Literature DB >> 15080820

A placebo-controlled evaluation of butterbur and fexofenadine on objective and subjective outcomes in perennial allergic rhinitis.

D K C Lee1, R D Gray, F M Robb, S Fujihara, B J Lipworth.   

Abstract

BACKGROUND: There are presently no placebo-controlled data regarding the effects of butterbur (BB) on subjective and objective outcomes in patients with perennial allergic rhinitis.
OBJECTIVE: We performed a placebo-controlled evaluation of the effects of BB and fexofenadine (FEX) on subjective and objective outcomes in patients with perennial allergic rhinitis.
METHODS: Sixteen patients with perennial allergic rhinitis and house dust mite sensitization were randomized in double-blind cross-over fashion to receive for 1 week either BB 50 mg twice daily, FEX 180 mg once daily and placebo (PL) once daily, or PL twice daily. The peak nasal inspiratory flow (PNIF) response to adenosine monophosphate (AMP) challenge administered as a single 400 mg/mL dose was measured over a 60-min period after challenge, and domiciliary total nasal symptom score was recorded.
RESULTS: Pre-challenge values for mean+/-SEM PNIF (L/min) were not significantly different comparing all groups; BB (138+/-8), FEX (140+/-9), and PL (138+/-8).
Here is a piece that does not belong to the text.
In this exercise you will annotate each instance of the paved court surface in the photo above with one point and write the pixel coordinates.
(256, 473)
The maximum % PNIF fall from baseline after nasal AMP challenge was significantly attenuated (P<0.05) compared to PL (46+/-3), with BB (34+/-3) and FEX (39+/-3). The area under the 60-min time-response curve (%.min) was also significantly attenuated (P<0.05) compared to PL (1734+/-156), with BB (1052+/-258) and FEX (1194+/-161). There was also a significant reduction (P<0.05) in total nasal symptom score with BB (1.8+/-0.4) and FEX (1.8+/-0.4), compared to PL (2.8+/-0.5). There were no significant differences between BB and FEX for any outcomes.
CONCLUSION: BB and FEX, in comparison to PL, were equally effective in attenuating the nasal response to AMP and in improving nasal symptoms, highlighting a potential role for BB in the treatment of allergic rhinitis.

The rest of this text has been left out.